Does facial recognition tech in Ukraine’s war bring killer robots nearer?
Clearview AI is offering its controversial tech to Ukraine for identifying enemy soldiers – while autonomous killing machines are on the rise
Darian Meacham and Martin Gak on OpenDemocracy
Technology that can recognise the faces of enemy fighters is the latest thing to be deployed to the war theatre of Ukraine. This military use of artificial intelligence has all the markings of a further dystopian turn to what is already a brutal conflict.
The US company Clearview AI has offered the Ukrainian government free use of its controversial facial recognition technology. It offered to uncover infiltrators – including Russian military personnel – combat misinformation, identify the dead and reunite refugees with their families.
To date, media reports and statements from Ukrainian government officials have claimed that the use of Clearview’s tools has been limited to identifying dead Russian soldiers in order to inform their families as a courtesy. The Ukrainian military is also reportedly using Clearview to identify its own casualties.
This contribution to the Ukrainian war effort should also afford the company a baptism of fire for its most important product. Battlefield deployment will offer the company the ultimate stress test and yield valuable data, instantly turning Clearview AI into a defence contractor – potentially a major one – and the tool into military technology.
If the technology can be used to identify live as well as dead enemy soldiers, it could also be incorporated into systems that use automated decision-making to direct lethal force. This is not a remote possibility. Last year, the UN reported that an autonomous drone had killed people in Libya in 2020, and there are unconfirmed reports of autonomous weapons already being used in the Ukrainian theatre.
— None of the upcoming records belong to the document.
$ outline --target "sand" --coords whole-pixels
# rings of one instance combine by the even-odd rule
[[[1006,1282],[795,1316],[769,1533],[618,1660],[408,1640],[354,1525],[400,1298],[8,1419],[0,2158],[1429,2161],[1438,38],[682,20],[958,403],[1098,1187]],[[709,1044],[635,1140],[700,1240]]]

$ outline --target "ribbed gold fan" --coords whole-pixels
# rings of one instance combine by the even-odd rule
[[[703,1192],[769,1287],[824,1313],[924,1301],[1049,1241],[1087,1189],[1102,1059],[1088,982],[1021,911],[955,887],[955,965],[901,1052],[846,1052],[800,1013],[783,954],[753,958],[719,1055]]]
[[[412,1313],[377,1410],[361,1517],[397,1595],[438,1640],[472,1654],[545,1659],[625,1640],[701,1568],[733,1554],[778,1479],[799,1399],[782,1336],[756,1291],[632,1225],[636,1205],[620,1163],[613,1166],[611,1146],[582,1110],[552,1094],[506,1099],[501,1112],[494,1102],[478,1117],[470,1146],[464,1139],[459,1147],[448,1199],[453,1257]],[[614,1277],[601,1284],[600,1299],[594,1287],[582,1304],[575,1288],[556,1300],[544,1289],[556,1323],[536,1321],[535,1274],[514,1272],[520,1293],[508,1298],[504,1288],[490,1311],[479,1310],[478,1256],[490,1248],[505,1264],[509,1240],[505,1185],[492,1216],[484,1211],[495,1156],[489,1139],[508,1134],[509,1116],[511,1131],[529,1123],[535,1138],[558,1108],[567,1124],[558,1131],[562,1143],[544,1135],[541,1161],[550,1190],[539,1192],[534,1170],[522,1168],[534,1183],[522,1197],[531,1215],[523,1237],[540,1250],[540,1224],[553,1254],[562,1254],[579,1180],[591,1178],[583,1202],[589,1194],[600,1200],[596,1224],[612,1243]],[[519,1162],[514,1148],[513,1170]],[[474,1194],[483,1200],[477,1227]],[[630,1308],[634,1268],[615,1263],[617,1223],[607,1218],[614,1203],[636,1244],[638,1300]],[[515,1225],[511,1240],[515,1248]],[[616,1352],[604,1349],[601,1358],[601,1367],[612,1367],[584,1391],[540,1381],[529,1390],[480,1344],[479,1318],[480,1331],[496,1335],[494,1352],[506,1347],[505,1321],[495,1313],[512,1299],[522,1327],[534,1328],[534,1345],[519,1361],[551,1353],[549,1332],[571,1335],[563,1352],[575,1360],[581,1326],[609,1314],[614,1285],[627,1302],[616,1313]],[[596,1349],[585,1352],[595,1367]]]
Our concern is that hope that Ukraine will emerge victorious from what is a murderous war of aggression may cloud vision and judgement concerning the dangerous precedent set by the battlefield testing and refinement of facial-recognition technology, which could in the near future be integrated into autonomous killing machines.
To be clear, this use is outside the remit of Clearview’s current support for the Ukrainian military; and to our knowledge Clearview has never expressed any intention for its technology to be used in such a manner. Nonetheless, we think there is real reason for concern when it comes to military and civilian use of privately owned facial-recognition technologies.
Clearview insists that its tool should complement and not replace human decision-making. A good sentiment but a quaint one
The promise of facial recognition in law enforcement and on the battlefield is to increase precision, lifting the proverbial fog of war with automated precise targeting, improving the efficiency of lethal force while sparing the lives of the ‘innocent’.
But these systems bring their own problems. Misrecognition is an obvious one, and it remains a serious concern, including when identifying dead or wounded soldiers. Just as serious, though, is that lifting one fog makes another roll in. We worry that for the sake of efficiency, battlefield decisions with lethal consequences are likely to be increasingly ‘blackboxed’ – taken by a machine whose working and decisions are opaque even to its operator. If autonomous weapons systems incorporated privately owned technologies and databases, these decisions would inevitably be made, in part, by proprietary algorithms owned by the company.
Clearview rightly insists that its tool should complement and not replace human decision-making. The company’s CEO also said in a statement shared with openDemocracy that everyone who has access to its technology “is trained on how to use it safely and responsibly”. A good sentiment but a quaint one. Prudence and safeguards such as this are bound to be quickly abandoned in the heat of battle.
Clearview’s systems are already used by police and private security operations – they are common in US police departments, for instance. Criticism of such use has largely focused on bias and possible misidentification of targets, as well as over-reliance on the algorithm to make identifications – but the risk also runs the other way.